Passaram-se seis meses até o grupo saber que ninguém seria acusado pelo mergulho ilegal. O presidente da Finlândia deu a Gronqvist uma medalha de primeira classe da honraria chamada Rosa Branca da Finlândia, após o mergulhador ser indicado por seus colegas no Corpo de Bombeiros.
Questão de tempo – Para Rick Stanton, o mergulhador britânico da primeira – e abortada – missão de resgate, a jornada dos finlandeses foi bem planejada e executada, mas “um pouco maluca em termos de riscos”.
E ele permanece perturbado pelos eventos daquele dia no vale de Plurdalen.
“Houve esse acidente, eles fizeram um filme e saíram como herois”, diz. “Mas para começo de conversa aquelas duas pessoas não deveriam ter morrido.”
Ele afirma que embora muitos pensem que a atividade seja tão perigosa que alguém inevitavelmente morrerá, acidentes como esse nunca deveriam acontecer com mergulhadores experientes.
Apesar de tudo, Gronqvist, Rantanen, Kankanen e Paakkarinen continuam a praticar o esporte.
“Por que esses caras, que possuem famílias e tudo mais, se aventuram por esses lugares tão duros?”, pergunta Juan Reina, o diretor do filme.
“Eles não estão apenas curtindo a adrenalina de arriscar a vida – é mais do que isso.

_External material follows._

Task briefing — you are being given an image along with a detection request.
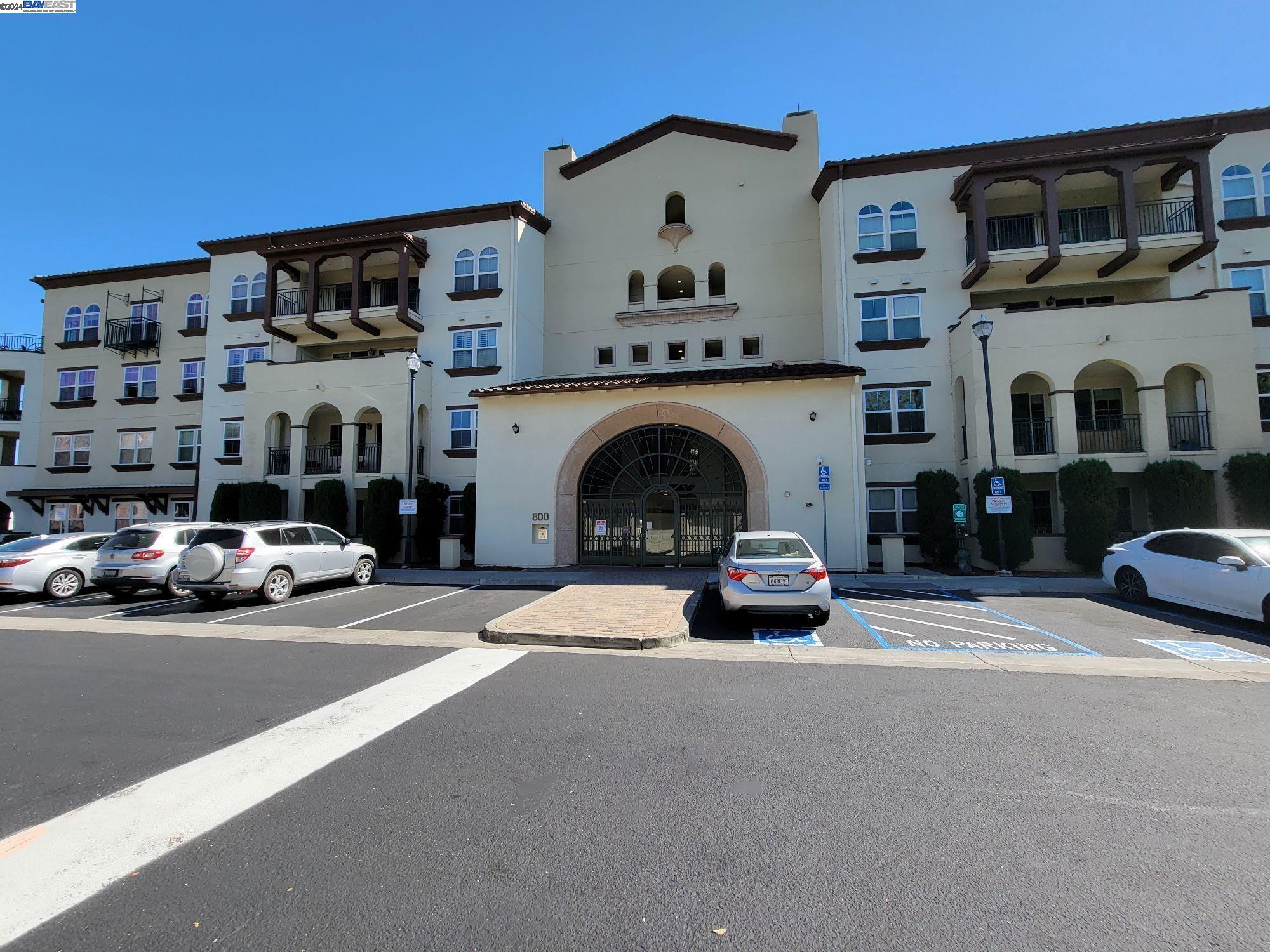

É um chamado pessoal.”
As cavernas de Plura hoje estão abertas novamente. Ninguém tentou a travessia de novo, mas Sami Paakkarinen diz que para ele é apenas uma questão de tempo.
“Há muitas perguntas – as questões originais – sobre onde a caverna vai, de onde a água vem, e essas dúvidas permanecem”, diz. “E eu não tenho medo da caverna.”